MT-DNN Achieves Human Performance in General Language Understanding Benchmark

SmooL · on July 8, 2019

It seems since submitting that they are no longer the leader on the GLUE leaderboard - https://gluebenchmark.com/leaderboard/

yorwba · on July 8, 2019

In fact the article was published on June 20, while the XLNet submission that dethroned them was already on June 19. I guess their publishing pipeline doesn't allow last-minute amendments.

dweekly · on July 8, 2019

The relentlessness of the pace of ML remains breathtaking.

Microsoft: We beat human performance and lapped everyone else!

XLNet: Hold my beer.

Code: https://github.com/zihangdai/xlnet

Description: https://towardsdatascience.com/what-is-xlnet-and-why-it-outp...

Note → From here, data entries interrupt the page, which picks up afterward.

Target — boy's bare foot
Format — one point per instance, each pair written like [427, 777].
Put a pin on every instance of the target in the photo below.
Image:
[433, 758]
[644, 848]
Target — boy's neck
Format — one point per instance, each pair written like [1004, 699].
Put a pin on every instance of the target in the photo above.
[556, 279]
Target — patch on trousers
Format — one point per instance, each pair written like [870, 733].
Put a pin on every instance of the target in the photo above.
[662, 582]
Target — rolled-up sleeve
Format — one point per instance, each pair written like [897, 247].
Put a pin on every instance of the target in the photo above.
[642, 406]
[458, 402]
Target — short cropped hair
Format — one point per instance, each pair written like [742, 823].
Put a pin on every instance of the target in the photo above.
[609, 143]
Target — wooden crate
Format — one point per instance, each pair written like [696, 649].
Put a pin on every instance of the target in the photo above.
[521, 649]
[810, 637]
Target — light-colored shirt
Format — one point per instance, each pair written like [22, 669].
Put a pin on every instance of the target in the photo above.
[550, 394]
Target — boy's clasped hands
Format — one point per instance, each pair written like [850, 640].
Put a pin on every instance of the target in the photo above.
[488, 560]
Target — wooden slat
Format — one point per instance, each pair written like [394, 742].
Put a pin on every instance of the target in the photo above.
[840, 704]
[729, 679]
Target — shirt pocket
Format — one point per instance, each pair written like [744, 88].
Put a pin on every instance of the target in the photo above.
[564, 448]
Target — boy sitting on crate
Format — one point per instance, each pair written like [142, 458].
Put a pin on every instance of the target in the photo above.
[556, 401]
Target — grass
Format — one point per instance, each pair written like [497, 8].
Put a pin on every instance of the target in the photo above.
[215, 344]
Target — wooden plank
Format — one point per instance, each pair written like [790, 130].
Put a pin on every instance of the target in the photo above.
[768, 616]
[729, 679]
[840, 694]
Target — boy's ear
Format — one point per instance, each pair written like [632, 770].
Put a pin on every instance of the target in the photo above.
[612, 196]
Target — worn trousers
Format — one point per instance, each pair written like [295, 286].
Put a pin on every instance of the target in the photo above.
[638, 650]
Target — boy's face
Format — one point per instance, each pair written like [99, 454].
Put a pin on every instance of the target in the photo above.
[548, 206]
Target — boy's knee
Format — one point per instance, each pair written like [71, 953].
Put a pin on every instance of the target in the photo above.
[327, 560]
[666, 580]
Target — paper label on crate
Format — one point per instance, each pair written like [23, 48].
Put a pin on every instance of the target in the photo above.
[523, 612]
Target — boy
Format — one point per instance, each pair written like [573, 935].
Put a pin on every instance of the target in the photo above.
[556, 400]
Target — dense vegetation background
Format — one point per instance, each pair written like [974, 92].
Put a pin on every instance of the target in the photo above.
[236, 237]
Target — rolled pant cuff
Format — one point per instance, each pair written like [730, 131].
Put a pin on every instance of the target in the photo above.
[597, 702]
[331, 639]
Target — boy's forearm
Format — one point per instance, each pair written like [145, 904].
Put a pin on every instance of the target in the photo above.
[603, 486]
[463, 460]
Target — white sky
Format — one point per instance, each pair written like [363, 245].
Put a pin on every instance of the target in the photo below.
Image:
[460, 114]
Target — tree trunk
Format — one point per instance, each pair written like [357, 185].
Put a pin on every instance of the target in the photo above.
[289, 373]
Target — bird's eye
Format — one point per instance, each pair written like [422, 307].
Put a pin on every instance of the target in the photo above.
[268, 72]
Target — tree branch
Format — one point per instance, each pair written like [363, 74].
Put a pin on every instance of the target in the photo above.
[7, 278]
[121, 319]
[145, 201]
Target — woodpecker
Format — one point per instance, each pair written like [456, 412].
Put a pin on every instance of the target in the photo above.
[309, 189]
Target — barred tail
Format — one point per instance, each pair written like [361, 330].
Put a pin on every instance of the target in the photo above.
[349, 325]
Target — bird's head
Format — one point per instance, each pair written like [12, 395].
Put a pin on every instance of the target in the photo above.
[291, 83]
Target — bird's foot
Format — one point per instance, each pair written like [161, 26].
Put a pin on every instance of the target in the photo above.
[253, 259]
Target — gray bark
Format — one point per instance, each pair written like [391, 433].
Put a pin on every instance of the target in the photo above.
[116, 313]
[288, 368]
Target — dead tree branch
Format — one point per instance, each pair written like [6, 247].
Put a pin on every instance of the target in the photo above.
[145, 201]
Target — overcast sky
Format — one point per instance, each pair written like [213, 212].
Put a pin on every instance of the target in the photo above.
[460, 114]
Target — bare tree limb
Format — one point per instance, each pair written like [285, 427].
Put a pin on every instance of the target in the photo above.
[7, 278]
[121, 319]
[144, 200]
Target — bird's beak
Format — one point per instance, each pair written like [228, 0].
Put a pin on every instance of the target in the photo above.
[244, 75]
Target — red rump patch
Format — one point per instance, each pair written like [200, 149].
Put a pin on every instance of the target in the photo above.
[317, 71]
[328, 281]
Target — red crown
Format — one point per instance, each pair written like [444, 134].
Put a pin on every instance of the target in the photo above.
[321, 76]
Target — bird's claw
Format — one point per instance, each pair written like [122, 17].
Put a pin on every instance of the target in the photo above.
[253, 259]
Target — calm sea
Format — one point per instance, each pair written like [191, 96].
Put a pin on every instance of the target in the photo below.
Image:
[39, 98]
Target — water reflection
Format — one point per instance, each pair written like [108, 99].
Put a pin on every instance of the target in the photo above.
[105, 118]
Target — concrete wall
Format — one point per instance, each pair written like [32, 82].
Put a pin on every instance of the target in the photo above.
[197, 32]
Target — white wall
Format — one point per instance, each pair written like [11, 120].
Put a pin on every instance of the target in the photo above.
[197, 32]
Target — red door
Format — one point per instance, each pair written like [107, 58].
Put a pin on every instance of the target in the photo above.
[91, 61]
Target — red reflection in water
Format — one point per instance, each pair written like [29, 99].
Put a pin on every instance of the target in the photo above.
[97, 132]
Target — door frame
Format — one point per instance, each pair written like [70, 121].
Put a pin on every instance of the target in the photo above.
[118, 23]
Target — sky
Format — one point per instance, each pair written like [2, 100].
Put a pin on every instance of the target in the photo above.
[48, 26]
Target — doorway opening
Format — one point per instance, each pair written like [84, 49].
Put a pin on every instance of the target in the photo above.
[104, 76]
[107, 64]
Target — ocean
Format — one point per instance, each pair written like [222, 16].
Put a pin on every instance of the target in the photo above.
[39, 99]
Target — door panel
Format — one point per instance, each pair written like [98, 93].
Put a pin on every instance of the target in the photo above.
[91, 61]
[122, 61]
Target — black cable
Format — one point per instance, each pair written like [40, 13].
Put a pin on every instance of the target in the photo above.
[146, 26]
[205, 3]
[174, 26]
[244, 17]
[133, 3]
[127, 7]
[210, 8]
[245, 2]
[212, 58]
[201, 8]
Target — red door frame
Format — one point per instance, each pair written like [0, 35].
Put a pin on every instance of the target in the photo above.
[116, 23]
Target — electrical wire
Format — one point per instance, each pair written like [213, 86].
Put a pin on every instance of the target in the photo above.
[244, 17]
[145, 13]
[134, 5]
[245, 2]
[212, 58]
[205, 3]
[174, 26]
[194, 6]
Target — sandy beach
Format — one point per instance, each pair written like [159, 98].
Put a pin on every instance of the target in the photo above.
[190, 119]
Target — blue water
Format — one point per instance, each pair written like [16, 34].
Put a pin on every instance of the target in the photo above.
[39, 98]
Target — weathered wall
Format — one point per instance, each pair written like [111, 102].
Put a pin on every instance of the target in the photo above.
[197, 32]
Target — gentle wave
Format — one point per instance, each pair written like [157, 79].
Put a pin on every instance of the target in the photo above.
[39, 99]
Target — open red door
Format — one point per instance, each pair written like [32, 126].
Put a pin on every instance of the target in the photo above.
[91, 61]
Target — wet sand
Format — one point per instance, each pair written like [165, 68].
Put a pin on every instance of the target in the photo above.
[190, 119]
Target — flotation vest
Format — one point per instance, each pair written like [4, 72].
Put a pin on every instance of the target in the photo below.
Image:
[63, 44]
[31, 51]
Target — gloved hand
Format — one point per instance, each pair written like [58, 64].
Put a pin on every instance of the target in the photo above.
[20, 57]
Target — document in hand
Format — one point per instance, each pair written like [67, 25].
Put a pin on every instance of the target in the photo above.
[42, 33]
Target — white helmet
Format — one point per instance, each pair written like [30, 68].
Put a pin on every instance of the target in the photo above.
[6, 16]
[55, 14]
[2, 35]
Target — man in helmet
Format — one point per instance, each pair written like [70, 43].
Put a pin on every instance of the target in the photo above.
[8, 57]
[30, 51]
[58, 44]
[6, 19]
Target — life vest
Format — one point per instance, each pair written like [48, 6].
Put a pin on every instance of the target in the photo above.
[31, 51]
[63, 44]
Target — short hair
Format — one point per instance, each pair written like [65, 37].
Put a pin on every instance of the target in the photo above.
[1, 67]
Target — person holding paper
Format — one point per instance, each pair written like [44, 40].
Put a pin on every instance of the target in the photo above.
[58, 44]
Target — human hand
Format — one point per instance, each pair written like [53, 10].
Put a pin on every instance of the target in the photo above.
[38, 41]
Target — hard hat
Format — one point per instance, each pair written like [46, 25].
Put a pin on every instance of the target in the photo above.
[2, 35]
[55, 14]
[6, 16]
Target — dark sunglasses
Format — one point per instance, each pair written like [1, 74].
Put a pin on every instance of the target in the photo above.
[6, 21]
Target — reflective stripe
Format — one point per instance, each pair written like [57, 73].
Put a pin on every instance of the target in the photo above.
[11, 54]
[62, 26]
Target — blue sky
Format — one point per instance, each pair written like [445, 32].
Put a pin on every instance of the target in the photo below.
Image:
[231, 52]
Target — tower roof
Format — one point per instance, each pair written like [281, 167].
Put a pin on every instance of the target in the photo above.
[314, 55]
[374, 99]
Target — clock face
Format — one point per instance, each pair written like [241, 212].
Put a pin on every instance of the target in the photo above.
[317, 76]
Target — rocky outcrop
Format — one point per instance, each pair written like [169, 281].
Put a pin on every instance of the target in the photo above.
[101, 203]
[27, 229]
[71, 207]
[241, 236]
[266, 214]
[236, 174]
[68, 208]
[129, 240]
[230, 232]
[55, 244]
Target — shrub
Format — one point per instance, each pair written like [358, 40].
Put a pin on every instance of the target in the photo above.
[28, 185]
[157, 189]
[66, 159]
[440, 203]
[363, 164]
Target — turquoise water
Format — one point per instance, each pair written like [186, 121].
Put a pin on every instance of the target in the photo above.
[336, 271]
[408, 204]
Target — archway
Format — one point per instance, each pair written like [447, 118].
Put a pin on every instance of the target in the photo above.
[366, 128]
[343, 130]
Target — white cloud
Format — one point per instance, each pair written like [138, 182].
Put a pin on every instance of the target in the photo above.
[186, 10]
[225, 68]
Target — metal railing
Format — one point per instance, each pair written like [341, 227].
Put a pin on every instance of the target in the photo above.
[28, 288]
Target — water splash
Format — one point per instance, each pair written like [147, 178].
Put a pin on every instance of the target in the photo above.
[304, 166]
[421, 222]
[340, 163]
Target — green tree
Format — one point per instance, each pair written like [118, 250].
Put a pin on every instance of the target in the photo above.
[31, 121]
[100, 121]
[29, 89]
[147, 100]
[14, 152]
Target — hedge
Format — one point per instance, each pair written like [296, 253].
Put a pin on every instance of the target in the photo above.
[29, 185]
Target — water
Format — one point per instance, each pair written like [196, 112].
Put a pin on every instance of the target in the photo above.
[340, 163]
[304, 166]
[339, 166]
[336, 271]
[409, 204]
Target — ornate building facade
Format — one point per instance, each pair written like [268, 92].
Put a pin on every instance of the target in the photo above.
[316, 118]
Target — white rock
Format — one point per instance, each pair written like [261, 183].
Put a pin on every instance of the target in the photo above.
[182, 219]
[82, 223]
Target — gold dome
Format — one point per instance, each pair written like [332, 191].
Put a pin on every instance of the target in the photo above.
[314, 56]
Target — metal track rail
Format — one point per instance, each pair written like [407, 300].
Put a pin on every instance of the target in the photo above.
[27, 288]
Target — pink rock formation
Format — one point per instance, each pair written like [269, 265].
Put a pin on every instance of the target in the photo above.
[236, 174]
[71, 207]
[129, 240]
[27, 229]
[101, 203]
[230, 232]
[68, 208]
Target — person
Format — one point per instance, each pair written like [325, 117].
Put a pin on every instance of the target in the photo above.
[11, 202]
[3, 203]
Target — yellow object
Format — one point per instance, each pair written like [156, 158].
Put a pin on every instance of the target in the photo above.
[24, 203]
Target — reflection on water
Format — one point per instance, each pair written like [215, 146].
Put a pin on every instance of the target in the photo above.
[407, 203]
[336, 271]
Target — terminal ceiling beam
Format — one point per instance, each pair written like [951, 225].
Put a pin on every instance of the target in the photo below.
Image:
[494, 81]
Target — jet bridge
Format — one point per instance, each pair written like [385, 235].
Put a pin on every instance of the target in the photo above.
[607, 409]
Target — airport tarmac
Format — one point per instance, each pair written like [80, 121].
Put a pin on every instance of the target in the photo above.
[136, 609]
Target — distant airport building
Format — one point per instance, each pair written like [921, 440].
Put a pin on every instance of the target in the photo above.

Paper: https://arxiv.org/pdf/1906.08237.pdf

m0zg · on July 8, 2019

Notably, this result would be very hard for Microsoft to achieve, or indeed even reproduce fully in-house, because it requires more memory than GPUs have. GitHub mentions that TPUs are pretty much table stakes to train this.

bitforger · on July 8, 2019

The memory constraint is certainly an issue, but I think they can be overcome with some software hacks (for a speed penalty, of course.) For example, gradient checkpointing and gradient accumulation might help:

https://medium.com/tensorflow/fitting-larger-networks-into-m... https://medium.com/huggingface/training-larger-batches-pract...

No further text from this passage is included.